Budget 2018 reaffirmed the Government’s desire to subject certain services rendered by general partners (“GPs”) of “investment limited partnerships” (“ILPs”) to special GST/HST treatment, and signalled its intention to examine the so-called “holding corporation rule”.

On September 8, 2017, the Government introduced draft GST/HST amendments that would treat certain services rendered by a GP of an ILP to the ILP as taxable supplies (the “September 8 Proposals”). For details on these proposals, refer to our October 2017 Tax Law Bulletin A New Tax on Investment Funds: Distributions to General Partners (GPs) of "Investment Limited Partnerships" Possibly Subject to GST/HST. Under the September 8 Proposals, GST/HST will be imposed on the fair market value (the “FMV”) of administrative and management services provided by a GP to an ILP of which it is a member.

Comments were received by the Government from stakeholders on the September 8 Proposals. As a result of this consultation, Budget 2018 introduced changes to the proposed legislative amendments.

Budget 2018 addresses concerns that had been raised regarding the retrospective aspect of the September 8 Proposals. GST/HST is no longer generally proposed to be levied on services rendered by a GP to an ILP before September 8, 2017. The one notable exception is where the GP charged, collected or remitted GST/HST on account of any such pre-September 8, 2017 services.

Moreover, the FMV of the services rendered by a GP to an ILP is no longer to be determined on the date that the supply is made. Depending on the particular circumstances, the FMV will instead be determined on (i) the last day of a “billing period” where there is a separate taxable supply of services deemed to be made in respect of the billing period, or (ii) in any other case, the last day of a GST/HST reporting period of the GP. In the latter case, there is deemed to be a separate taxable supply of services during each reporting period of the GP.

Notwithstanding the Government’s modification of the ILP proposals, issues concerning the computation of FMV remain. First, there is no clarification as to how FMV should be determined. Second, the GST/HST imposed on the FMV of supplies made by the GP at the relevant time may not bear any relation to the amounts actually paid to the GP for its services, due to timing differences and other considerations.

Finally, as a result of the ILP proposals, an ILP may be a “selected listed financial institution” (“SLFI”) for HST purposes. Under the September 8 Proposals, these SLFI measures were to take effect January 1, 2019. As a result of changes to the proposals included in Budget 2018, an ILP may elect to accelerate the rules applicable to SLFIs.

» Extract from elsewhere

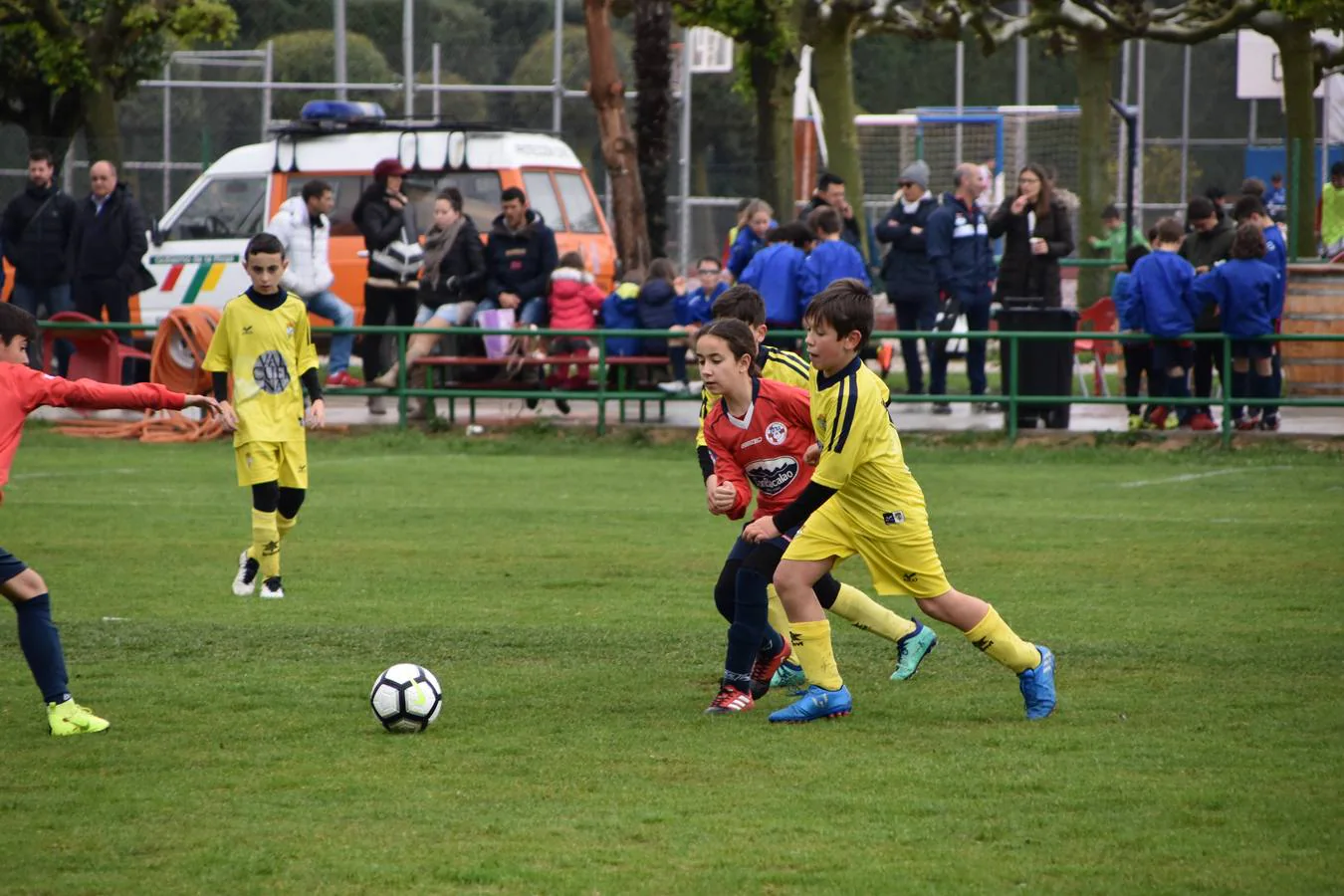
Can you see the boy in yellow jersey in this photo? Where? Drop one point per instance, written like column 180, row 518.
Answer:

At present, holding corporations resident in Canada may register for the GST/HST and claim ITCs to recover GST/HST payable on expenses incurred in relation to shares or indebtedness of an operating corporation engaged in a taxable commercial activity. The Government intends to consult stakeholders on these rules, particularly two aspects of the rules: (a) the limitation of the rule to corporations, and (b) the required relationship of the subject expenses to the operating corporation.

The expansion of ITC eligibility to situations involving not only corporations, but individuals, partnerships and trusts, would be a welcome development. From a policy perspective, the legal structure chosen to pursue commercial activities should not prejudice access to, and the availability of, ITCs.

Conversely, consultation on the second area of focus may be an unwelcome development. Despite jurisprudence taking an expansive view of what expenses may qualify for ITCs, the Canada Revenue Agency’s administrative policy is more restrictive, requiring a direct relationship between the expenses and the operating entity to qualify for ITCs (subject to certain available look-through rules). In Budget 2018, the Government indicated that it “intends to clarify which expenses of the parent corporation that are in respect of shares or indebtedness of a related commercial operating corporation qualify for input tax credits”. By this statement, the Government may be signalling that it intends to introduce its currently non-binding restrictive administrative policy into law.